25/07/2012 10:00 EDT | Actualisé 24/09/2012 05:12 EDT

Amnesty International a appelé mercredi les forces régulières et les rebelles en Syrie à cesser leurs "exécutions sommaires", qui se multiplient selon cette organisation humanitaire basée à Londres.

Dans un communiqué, Amnesty fait état "d'informations selon lesquelles les forces gouvernementales et les groupes d'opposition armés achèvent de façon délibérée et illégale" leurs prisonniers, et appelle "toutes les parties à se conformer au droit humanitaire international".

Selon Amnesty, les corps de 19 hommes non armés et d'un enfant ont été retrouvés dans le quartier de Mazzé à Damas. Ces personnes ont été "tuées par les forces gouvernementales qui les soupçonnaient d'aider les rebelles, selon des activistes", ajoute l'ONG.

Certaines des victimes avaient les mains liées derrière le dos et portaient des marques de torture selon le communiqué qui cite des activistes, tout en affirmant ne pas être en mesure de confirmer directement ces informations.

L'Observatoire syrien des droits de l'Homme (OSDH) avait fait état de la mort de 23 personnes, "exécutées sommairement" dimanche par les forces régulières dans deux quartiers de Damas, Mazzé (ouest) et Barzé (nord-est), certains corps portant des marques de torture.

Amnesty indique avoir recueilli pendant des mois des preuves selon lesquelles "les forces du gouvernement et ses milices se sont livrées à des exécutions illégales".

Selon Ann Harrison, directrice adjointe chargée du Moyen-Orient et l'Afrique du Nord à Amnesty, "un grand nombre de personnes, notamment d'hommes et de jeunes garçons, qui pour la plupart n'étaient pas engagés dans les hostilités, ont été sommairement exécutés par les forces du gouvernement ou les Chabbiha (milices pro-gouvernementales)" dans le nord de la Syrie.

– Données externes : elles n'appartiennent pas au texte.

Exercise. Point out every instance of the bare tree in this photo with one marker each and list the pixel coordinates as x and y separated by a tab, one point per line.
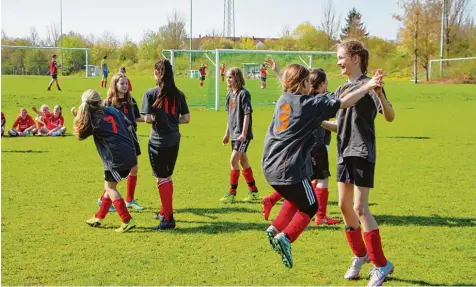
34	37
52	35
456	13
331	22
173	34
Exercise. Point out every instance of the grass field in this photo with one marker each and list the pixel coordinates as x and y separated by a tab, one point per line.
424	198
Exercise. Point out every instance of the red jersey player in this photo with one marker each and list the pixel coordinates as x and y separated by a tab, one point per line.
203	73
23	125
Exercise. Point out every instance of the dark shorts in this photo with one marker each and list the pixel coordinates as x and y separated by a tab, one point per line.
240	146
301	195
320	163
115	175
356	171
136	142
162	160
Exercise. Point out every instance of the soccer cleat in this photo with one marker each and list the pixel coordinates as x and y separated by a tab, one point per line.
159	216
165	224
126	226
252	196
134	205
228	198
378	274
271	232
266	206
327	220
283	247
355	266
94	222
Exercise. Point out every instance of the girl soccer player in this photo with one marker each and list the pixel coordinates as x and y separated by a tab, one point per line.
165	107
239	128
23	125
286	159
356	162
53	123
122	70
115	145
319	156
118	96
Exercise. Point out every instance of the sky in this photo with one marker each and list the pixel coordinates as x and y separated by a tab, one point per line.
258	18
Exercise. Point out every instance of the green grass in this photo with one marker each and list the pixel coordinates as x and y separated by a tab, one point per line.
423	200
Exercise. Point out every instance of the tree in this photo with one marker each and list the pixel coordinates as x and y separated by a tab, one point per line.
330	23
354	28
173	34
456	13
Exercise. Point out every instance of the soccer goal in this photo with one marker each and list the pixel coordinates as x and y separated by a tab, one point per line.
247	60
452	68
33	60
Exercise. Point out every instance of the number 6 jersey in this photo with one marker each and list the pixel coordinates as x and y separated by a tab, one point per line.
289	140
113	139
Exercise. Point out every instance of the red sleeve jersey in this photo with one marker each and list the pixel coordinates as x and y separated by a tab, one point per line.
23	124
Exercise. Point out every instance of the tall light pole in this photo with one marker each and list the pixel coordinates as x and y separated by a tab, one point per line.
61	33
190	35
442	41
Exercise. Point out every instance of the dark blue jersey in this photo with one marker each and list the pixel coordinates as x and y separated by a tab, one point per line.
113	139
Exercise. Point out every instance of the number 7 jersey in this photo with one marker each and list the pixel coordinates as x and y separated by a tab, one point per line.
113	139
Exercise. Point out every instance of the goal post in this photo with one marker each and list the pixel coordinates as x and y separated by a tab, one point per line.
73	61
180	60
470	69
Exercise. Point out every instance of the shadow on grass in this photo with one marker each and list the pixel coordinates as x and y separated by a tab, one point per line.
434	220
25	151
220	227
406	138
424	283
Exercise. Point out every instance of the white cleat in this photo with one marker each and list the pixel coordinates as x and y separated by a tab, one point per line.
378	274
355	266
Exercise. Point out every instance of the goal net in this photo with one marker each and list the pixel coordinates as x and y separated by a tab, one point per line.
213	94
33	60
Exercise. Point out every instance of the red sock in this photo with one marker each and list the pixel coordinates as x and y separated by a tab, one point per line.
286	214
374	246
322	195
131	187
104	208
297	225
356	243
248	175
165	191
234	176
275	197
121	209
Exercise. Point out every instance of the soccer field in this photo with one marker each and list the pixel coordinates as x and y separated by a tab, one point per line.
424	199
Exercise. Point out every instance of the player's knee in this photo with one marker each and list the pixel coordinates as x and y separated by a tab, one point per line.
360	209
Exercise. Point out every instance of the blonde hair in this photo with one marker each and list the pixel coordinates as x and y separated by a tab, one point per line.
354	47
112	97
295	79
238	75
91	103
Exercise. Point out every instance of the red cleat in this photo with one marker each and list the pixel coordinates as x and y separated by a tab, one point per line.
327	220
266	206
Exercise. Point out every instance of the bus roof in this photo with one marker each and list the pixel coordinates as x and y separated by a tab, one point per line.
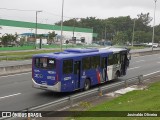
115	50
71	53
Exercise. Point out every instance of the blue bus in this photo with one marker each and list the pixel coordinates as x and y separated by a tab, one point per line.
75	69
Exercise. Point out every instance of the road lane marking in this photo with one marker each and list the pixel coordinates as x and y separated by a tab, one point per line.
15	74
133	68
9	96
140	61
151	73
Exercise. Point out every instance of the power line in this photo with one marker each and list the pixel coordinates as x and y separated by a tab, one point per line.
16	9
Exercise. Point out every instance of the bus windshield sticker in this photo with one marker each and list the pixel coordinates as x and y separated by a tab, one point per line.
67	78
51	72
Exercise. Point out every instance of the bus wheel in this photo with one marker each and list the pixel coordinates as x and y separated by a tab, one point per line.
86	84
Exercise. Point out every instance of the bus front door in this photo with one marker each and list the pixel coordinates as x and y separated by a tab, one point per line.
123	64
77	74
104	69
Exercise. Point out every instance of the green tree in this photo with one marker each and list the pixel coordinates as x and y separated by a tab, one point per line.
8	39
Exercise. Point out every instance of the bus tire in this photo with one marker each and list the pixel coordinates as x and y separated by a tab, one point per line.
87	84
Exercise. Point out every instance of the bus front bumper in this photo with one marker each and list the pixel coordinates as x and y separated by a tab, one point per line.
55	88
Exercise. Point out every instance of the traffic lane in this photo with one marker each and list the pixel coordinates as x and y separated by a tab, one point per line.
143	66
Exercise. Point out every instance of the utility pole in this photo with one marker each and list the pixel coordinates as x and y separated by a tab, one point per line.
133	31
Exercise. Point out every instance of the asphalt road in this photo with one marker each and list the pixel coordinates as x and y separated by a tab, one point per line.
16	92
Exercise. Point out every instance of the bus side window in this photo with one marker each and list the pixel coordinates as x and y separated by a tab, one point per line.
67	66
95	62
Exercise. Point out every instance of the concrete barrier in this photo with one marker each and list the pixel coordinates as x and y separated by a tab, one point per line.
15	69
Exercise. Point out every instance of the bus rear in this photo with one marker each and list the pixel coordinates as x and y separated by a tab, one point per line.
45	73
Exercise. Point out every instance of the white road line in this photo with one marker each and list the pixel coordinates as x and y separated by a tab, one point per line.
140	61
15	74
133	68
151	73
10	96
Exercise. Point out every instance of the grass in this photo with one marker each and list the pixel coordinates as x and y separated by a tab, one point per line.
139	100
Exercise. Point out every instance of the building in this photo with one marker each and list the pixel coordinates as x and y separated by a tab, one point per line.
20	27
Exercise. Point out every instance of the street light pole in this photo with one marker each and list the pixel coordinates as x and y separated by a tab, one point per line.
133	31
36	25
154	24
62	24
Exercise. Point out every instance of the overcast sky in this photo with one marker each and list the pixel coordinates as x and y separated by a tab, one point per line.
76	9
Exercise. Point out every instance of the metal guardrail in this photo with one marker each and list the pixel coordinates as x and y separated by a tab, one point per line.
22	57
69	101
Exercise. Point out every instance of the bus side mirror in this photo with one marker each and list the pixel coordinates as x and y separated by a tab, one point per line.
130	57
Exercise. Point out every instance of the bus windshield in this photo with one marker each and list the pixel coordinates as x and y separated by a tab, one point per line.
45	63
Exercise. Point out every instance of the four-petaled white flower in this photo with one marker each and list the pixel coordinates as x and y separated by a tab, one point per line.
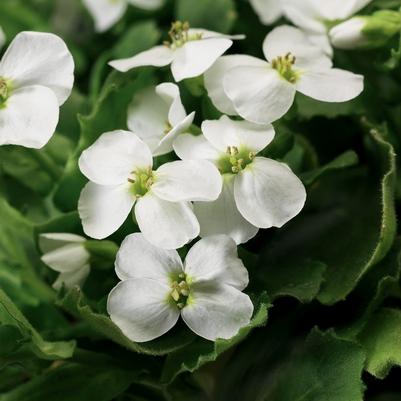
119	166
36	77
66	254
268	11
157	116
257	192
190	52
157	288
316	17
107	12
263	91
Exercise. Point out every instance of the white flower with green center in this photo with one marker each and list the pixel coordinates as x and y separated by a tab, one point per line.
257	192
36	77
157	288
189	51
263	91
316	17
108	12
66	254
119	166
157	116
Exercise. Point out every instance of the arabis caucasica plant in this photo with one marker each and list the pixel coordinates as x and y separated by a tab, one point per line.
257	192
36	77
157	288
189	51
66	254
263	91
107	12
157	116
119	166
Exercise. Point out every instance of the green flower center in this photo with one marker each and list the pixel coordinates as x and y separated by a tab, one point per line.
235	160
284	66
179	35
180	290
141	182
5	89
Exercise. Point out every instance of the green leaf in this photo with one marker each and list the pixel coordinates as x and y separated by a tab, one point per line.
20	335
216	15
200	352
101	325
324	368
382	342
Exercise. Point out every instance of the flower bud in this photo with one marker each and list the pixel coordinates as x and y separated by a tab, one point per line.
366	31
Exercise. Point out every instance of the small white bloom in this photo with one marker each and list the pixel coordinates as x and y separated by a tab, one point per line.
190	52
36	77
157	116
119	166
257	192
317	16
66	254
268	11
263	91
156	288
107	12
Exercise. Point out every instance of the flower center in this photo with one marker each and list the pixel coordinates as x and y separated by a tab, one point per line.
180	290
141	182
179	35
5	89
235	160
284	66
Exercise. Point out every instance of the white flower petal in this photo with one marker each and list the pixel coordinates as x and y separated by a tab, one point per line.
331	85
138	258
105	12
222	216
225	132
147	4
217	311
72	278
287	39
188	180
103	209
113	156
268	194
158	56
29	117
259	94
36	58
215	259
196	56
168	225
67	258
170	93
165	145
191	147
268	11
140	308
213	79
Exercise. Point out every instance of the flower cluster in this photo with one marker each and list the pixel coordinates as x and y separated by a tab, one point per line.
214	183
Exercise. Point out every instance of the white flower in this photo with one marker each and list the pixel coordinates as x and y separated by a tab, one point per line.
119	166
157	116
36	77
2	38
263	91
317	16
157	288
107	12
66	254
268	11
191	52
257	192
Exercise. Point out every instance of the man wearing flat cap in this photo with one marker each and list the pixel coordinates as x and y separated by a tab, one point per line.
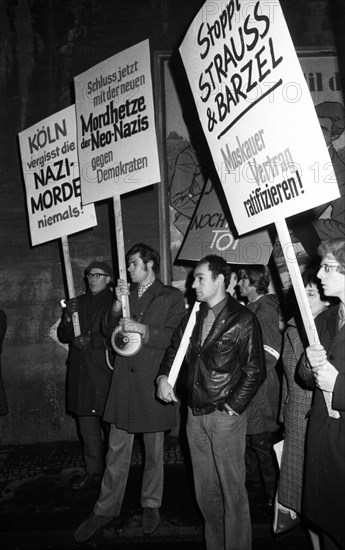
88	374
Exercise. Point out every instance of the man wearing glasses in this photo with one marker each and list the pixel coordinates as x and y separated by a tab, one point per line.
88	375
323	368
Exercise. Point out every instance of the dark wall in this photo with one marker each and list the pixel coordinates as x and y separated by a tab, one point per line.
44	44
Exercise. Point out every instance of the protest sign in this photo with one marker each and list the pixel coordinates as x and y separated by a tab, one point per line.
117	142
51	175
256	112
209	233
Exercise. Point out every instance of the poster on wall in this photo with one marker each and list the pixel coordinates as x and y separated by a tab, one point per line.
209	233
257	113
52	181
116	133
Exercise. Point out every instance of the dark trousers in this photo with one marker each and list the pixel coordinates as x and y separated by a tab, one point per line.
261	462
93	433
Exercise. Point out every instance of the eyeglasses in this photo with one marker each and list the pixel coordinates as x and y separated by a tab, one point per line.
328	267
95	276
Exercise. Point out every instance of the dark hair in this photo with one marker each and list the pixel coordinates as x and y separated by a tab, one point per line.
258	276
147	254
309	277
218	266
336	113
335	247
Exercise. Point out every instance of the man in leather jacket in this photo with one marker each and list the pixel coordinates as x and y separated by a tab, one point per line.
226	366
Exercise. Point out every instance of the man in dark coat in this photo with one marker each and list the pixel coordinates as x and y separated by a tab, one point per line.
324	368
226	366
132	407
88	374
262	412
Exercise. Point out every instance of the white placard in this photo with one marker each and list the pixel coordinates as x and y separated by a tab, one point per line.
117	142
257	113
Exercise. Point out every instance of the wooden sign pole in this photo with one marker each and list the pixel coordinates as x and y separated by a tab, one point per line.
70	283
121	256
181	352
124	343
297	281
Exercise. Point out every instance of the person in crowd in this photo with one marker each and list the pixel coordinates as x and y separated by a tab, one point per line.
132	407
88	374
226	366
296	400
323	367
313	226
262	412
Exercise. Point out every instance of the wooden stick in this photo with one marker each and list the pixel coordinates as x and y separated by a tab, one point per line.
297	281
181	352
70	283
121	250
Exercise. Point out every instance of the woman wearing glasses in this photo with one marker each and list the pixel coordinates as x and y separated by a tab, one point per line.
88	375
323	367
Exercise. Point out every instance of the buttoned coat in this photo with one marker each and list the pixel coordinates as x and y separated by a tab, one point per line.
229	366
132	404
88	375
324	488
295	405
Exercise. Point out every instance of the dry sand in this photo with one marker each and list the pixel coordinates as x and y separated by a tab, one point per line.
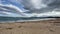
38	27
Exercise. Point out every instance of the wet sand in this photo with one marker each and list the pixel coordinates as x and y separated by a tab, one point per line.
34	27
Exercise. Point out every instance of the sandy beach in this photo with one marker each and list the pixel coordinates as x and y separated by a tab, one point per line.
31	27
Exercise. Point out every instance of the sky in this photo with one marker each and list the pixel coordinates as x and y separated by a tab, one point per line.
38	8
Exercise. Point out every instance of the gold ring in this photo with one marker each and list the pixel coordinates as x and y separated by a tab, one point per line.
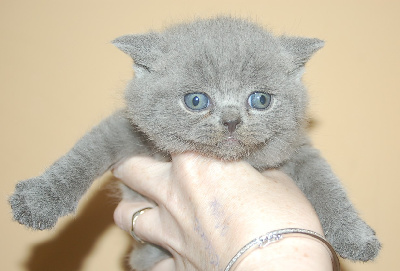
134	218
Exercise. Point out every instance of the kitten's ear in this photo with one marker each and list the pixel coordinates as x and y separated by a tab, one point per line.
145	49
301	48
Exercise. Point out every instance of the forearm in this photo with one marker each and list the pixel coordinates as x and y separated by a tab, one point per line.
290	254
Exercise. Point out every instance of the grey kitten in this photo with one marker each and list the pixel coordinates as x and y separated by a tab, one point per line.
222	87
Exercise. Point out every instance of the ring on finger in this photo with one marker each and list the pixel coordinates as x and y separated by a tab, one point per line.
134	218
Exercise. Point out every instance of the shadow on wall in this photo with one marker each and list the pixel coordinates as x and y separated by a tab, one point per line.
69	248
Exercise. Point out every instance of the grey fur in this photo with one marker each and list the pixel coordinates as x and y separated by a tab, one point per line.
228	59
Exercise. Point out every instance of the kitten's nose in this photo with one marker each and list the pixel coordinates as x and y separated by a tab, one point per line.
232	124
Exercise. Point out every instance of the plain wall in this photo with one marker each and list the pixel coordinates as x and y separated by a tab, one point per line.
59	76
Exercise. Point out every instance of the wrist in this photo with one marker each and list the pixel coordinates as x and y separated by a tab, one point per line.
304	250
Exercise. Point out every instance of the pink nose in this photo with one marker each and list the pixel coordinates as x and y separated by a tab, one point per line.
232	124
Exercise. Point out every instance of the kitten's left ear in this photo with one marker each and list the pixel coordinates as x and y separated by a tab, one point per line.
301	48
144	49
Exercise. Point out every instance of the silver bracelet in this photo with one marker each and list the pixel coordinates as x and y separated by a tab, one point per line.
275	236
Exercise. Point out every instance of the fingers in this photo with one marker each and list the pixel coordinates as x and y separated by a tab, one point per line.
145	175
146	224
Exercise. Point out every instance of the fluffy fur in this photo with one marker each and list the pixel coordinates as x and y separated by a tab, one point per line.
225	60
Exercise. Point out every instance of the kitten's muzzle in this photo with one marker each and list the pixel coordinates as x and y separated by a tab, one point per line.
232	124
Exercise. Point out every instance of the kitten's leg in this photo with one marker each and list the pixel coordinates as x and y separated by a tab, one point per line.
145	256
351	237
40	201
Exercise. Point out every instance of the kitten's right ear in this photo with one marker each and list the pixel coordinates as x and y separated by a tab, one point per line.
144	49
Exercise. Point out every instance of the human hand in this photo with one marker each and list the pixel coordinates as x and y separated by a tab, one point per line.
208	209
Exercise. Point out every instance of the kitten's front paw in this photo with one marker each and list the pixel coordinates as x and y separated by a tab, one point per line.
35	204
357	242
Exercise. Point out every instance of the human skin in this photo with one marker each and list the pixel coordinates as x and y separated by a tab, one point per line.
205	210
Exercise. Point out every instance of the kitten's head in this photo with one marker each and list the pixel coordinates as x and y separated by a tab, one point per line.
222	87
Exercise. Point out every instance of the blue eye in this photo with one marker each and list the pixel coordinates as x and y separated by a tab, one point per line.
259	100
196	101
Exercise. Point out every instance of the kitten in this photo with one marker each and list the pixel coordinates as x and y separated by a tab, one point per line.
222	87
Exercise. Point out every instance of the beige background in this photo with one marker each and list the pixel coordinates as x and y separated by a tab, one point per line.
59	76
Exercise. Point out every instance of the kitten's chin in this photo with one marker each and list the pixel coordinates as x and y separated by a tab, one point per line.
230	149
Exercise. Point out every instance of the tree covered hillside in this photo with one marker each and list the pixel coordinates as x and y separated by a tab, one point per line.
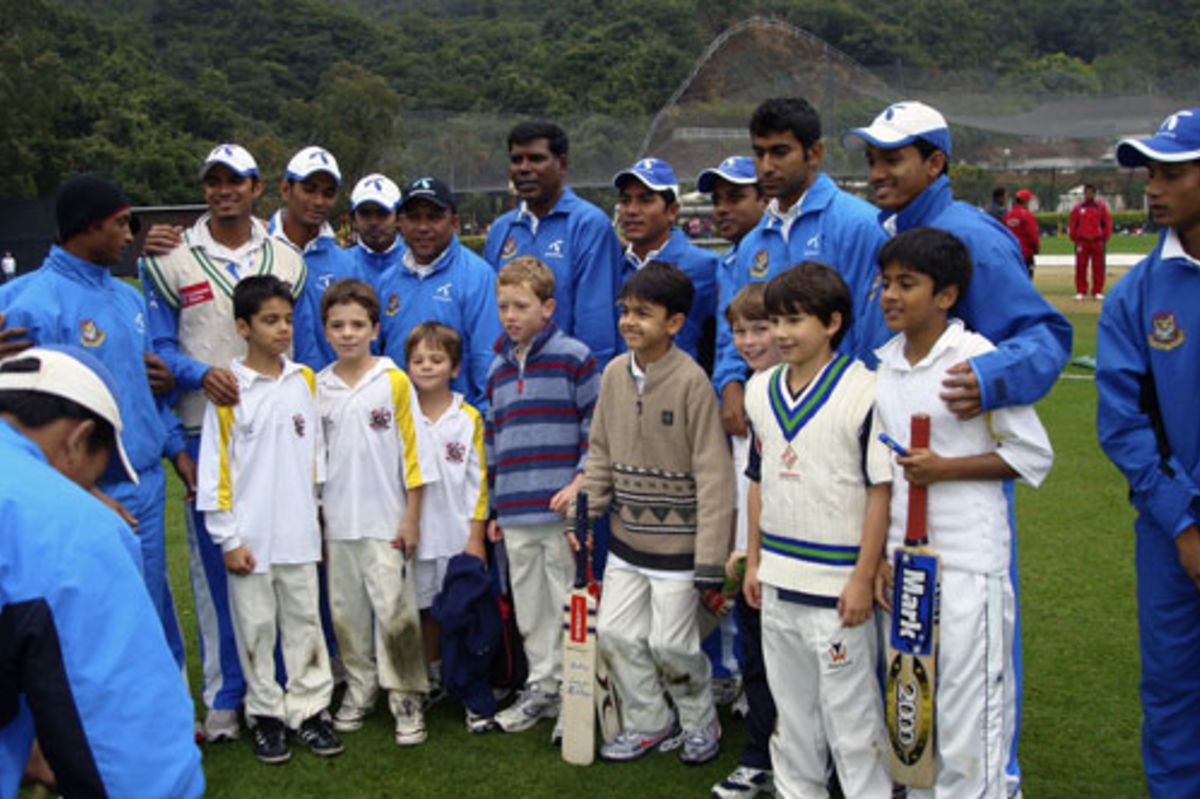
139	91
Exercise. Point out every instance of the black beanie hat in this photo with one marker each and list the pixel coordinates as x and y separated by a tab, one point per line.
84	200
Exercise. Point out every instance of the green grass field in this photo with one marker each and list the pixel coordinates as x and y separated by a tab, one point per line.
1081	720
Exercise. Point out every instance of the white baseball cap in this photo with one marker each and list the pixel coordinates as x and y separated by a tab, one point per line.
73	374
312	160
376	188
900	125
234	156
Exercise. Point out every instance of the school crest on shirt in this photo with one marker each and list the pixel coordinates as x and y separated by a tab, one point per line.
90	335
381	419
838	654
760	264
1165	331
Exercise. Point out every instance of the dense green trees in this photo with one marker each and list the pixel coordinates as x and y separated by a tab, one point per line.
142	89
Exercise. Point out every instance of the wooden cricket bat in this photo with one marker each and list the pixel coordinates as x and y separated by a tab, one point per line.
580	654
912	643
607	707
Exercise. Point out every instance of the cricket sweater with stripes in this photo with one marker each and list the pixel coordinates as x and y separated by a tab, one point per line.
539	410
815	455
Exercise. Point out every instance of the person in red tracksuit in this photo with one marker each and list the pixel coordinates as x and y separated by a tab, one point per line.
1091	224
1021	223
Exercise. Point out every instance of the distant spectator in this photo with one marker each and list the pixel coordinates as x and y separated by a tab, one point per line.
1091	227
1023	224
999	205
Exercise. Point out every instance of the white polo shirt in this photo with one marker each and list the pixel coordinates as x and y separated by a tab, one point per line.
376	449
967	520
261	462
461	494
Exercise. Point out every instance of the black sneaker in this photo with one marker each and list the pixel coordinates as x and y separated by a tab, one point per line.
318	734
270	740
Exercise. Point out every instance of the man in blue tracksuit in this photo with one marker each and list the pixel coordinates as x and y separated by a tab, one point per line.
438	280
1147	377
73	299
570	235
87	670
648	205
808	218
373	204
907	154
310	188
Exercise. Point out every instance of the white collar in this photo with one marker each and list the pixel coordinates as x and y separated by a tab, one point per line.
1174	248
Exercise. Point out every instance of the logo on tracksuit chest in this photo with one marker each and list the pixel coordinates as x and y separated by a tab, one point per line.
90	335
1165	331
509	248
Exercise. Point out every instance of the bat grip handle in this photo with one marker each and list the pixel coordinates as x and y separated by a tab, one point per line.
916	532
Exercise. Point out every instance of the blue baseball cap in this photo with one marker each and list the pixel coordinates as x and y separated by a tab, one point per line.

L'organisation dit également vérifier des informations impliquant l'opposition armée dans des "exécutions de membres capturés des forces de sécurité et d'autres exécutions illégales".

"Dans les conflits armés, toutes les parties, dont les groupes d'opposition armés, doivent respecter les règles du droit humanitaire international; les sérieuses violations de ce droit sont considérées comme des crimes de guerre", souligne Ann Harrison.

Plus de 19.000 personnes ont péri dans les violences en Syrie depuis le début de la contestation en mars 2011, selon l'OSDH qui établit un décompte quotidien des morts dans le pays.